Es war der Erfolg, den die beharrlich leeren Kassen des Operntheaters dringend brauchten, die neue Oper wurde ein glänzendes Repertoirestück und wurde Jahrzehnte hindurch als der einzige nachwagnerische Erfolg eines deutschen Komponisten gewertet. Mit Ausnahme des Salomonischen Tempels – dieser fand sich eben nicht im Fundus – gab es keine einzige neue Dekoration, kaum das eine oder das andere neue Kostüm. Um nur aufgeführt zu werden, verzichtete Goldmark von vornherein auf jede Neuanschaffung in dieser Ausstattungsoper par exellence, er blieb nur in einem unerbittlich: die besten Sänger mußten ihm zur Verfügung gestellt werden. Die Materna in der Titelrolle (die für Karoline Bettelheim geschrieben war), Marie Wilt als Sulamith (für die die Rolle geschrieben war), Gustav Walter als Assad, Johann Nepomuk Beck als König Salomo und Rokitansky als Hohepriester, ein besseres Ensemble war allerdings nicht aufzutreiben. Schon die erste Szene Sulamiths (»Der Freund ist dein!«) fand frenetischen Beifall. Die hiezu notwendige Harfenbegleitung – sie wird heute im Orchester gespielt und von den Jungfrauen Sulamiths nur markiert – wurde in dieser ersten Aufführung tatsächlich ausgeführt, und zwar von sechs oder acht Schülerinnen des Konservatoriums, die rechts und links von der Bühne, hart an den rechten und linken Kulissen placiert waren. Diesen Luxus allerdings hat die Hofoper schon nach einigen Ausführungen aufgegeben. Er war ja auch überflüssig.
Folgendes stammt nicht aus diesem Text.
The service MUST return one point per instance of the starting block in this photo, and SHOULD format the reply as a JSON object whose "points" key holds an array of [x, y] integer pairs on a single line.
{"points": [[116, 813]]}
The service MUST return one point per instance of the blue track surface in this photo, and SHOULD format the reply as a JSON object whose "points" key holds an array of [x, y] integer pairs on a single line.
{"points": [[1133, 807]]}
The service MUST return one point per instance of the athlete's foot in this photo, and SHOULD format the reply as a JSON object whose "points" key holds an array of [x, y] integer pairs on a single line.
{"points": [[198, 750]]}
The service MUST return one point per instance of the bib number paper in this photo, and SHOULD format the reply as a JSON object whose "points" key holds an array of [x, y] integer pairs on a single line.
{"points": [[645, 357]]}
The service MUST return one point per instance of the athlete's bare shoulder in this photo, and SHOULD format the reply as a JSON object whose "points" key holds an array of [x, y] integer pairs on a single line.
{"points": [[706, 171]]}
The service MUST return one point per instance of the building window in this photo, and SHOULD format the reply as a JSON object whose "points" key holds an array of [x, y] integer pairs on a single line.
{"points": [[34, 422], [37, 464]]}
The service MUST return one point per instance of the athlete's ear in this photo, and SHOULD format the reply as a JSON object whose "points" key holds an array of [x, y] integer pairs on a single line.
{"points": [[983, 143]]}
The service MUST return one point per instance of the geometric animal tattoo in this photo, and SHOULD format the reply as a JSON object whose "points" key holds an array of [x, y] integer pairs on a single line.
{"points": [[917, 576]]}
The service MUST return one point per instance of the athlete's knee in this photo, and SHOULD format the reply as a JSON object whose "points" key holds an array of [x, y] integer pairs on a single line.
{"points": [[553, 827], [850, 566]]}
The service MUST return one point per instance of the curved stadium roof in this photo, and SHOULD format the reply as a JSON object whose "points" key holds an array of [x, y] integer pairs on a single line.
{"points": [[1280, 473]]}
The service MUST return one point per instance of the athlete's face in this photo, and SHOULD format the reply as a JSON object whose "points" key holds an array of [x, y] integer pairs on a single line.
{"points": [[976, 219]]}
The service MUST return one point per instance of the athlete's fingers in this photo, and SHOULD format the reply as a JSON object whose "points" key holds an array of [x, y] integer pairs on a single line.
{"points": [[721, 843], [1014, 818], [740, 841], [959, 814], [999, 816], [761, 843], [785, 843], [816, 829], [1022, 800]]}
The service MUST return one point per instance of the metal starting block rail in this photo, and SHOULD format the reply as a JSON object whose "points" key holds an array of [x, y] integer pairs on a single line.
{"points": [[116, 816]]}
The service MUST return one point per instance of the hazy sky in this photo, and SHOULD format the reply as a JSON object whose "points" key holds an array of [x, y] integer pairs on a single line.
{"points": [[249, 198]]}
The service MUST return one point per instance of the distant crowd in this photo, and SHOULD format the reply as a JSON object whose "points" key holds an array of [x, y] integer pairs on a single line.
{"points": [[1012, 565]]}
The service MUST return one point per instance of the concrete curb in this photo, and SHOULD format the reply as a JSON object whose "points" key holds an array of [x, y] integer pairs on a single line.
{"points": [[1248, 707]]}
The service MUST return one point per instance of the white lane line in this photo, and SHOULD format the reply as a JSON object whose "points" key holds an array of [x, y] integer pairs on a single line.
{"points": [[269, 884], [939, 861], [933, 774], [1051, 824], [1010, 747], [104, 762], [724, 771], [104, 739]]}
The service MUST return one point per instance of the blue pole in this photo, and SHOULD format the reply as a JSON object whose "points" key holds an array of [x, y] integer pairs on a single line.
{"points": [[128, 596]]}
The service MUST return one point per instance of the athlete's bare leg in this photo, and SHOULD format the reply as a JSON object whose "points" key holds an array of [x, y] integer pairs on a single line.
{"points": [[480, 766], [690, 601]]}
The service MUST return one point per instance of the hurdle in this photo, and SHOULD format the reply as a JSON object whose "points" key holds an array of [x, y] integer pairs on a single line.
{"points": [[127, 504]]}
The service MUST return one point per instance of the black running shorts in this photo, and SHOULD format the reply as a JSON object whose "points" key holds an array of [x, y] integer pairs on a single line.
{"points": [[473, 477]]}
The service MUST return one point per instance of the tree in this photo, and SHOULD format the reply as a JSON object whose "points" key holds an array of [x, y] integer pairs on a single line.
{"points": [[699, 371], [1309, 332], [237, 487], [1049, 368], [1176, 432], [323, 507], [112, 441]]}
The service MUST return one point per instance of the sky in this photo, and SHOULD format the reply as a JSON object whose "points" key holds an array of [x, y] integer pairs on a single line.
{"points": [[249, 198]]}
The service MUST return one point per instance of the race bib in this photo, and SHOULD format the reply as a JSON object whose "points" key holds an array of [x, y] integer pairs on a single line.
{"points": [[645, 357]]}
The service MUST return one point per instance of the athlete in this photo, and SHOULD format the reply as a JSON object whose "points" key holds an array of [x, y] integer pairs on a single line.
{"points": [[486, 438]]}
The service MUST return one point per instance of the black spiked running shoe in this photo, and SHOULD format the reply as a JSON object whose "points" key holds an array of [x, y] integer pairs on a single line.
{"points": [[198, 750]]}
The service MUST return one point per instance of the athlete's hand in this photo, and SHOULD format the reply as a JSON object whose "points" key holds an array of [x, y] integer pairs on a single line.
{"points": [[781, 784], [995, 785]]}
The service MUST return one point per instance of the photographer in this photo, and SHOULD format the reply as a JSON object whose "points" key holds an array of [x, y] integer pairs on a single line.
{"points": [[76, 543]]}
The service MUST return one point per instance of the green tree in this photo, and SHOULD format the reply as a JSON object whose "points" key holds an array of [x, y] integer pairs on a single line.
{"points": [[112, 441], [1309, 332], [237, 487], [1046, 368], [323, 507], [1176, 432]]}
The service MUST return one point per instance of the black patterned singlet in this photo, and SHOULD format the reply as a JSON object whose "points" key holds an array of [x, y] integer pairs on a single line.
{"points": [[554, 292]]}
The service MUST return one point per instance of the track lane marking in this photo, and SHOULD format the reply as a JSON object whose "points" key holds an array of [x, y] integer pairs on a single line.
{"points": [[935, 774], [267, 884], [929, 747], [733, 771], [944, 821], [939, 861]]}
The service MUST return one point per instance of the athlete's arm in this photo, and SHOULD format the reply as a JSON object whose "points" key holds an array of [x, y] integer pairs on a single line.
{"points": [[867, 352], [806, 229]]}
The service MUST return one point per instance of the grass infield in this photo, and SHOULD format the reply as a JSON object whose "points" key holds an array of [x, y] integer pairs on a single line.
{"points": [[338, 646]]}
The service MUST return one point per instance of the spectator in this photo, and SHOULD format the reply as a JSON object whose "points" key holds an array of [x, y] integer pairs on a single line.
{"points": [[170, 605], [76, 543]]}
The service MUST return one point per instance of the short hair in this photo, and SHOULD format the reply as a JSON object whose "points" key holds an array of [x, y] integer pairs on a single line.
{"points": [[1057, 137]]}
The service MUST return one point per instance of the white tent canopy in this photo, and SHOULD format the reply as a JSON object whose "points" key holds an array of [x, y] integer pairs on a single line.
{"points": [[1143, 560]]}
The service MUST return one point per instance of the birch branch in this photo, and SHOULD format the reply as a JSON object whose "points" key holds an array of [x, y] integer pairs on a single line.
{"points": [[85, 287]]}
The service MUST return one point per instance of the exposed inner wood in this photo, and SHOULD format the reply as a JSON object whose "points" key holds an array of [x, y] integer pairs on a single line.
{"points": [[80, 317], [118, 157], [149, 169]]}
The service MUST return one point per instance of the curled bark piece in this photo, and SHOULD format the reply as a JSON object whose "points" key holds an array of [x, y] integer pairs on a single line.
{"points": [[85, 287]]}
Am Dirigentenpult saß ein junger Dirigent, Wilhelm Gericke, später berühmt als Leiter der Bostoner Symphoniekonzerte, ein ausgezeichneter Musiker und Mensch, der nahezu achtzigjährig, still und bescheiden nunmehr seit Jahren in selbsterwählter Einsamkeit in Wien seinen Lebensabend verbringt.

Die Schicksale der »Königin von Saba« sind mannigfaltig und vielverschlungen. Karoline Bettelheim, spätere Frau v. Gomperz, als bejahrte Dame, aber körperlich und geistig frisch noch unter uns weilend, die erste Selika in der »Afrikanerin«, Goldmarks Schülerin und später seine unzertrennliche Freundin, gab indirekt den ersten Anstoß zur Komposition der »Königin von Saba«. »Die reine Königin von Saba«, bemerkte einmal Oberregisseur Schober, als er auf der Bühne der Hofoper das rassig schöne Mädchen sah. Er dachte offenbar an die Porträtähnlichkeit des bekannten Stiches »Die Königin von Saba« des französischen Malers Chopin. Das war der langgesuchte Opernstoff. Goldmark selbst entwarf eine Skizze, die im wesentlichen den Inhalt des erst zu schaffenden Librettos enthielt. Ein junger Mediziner, namens Klein, versuchte sich als Buchmacher, aber mit solchem Mißerfolg, daß Goldmark die Lust verging, sich mit der Sache weiter zu beschäftigen. Da traf er einmal, es war im Jahre 1866, Mosenthal auf der Straße, der ihn fragte: »Hätten Sie nicht Lust, eine Oper zu schreiben?« Schon war die Sache abgemacht. Mosenthal, Regierungsrat und Bibliothekar im Unterrichtsministerium, war damals in Wien einer der angesehensten Schriftsteller. Seine »Debora« war ein Zugstück des Burgtheaters. Von ihm stammte auch das Textbuch zu Nicolais Oper »Die lustigen Weiber von Windsor«. Ein Zusammenarbeiten mit diesem Manne bedeutete also für Goldmark einen Haupttreffer. Goldmark übergab Mosenthal sein Szenarium, das der Dichter, wie schon bemerkt, im wesentlichen beibehielt. Goldmark war bekanntlich Autodidakt, er hatte bis dahin kaum einen Chorsatz, bloß einige Lieder, allerdings schon einige Orchester- und Kammermusikwerke geschrieben. »Es war der größte Wagemut«, sagte er mir einmal, »daß ich mich an diese Arbeit heranmachte. Ich war ganz ahnungslos, ich tappte im Finstern herum, komponierte drauf los wie ein Wilder und habe sowohl den ersten wie den zweiten Akt zweimal komponiert. Es dauerte sieben Jahre, ehe die Oper fertig wurde.« Allerdings sind die Wintermonate wegzurechnen, denn in diesen mußte Goldmark Klavierstunden geben, um von ärgster Not befreit zu sein.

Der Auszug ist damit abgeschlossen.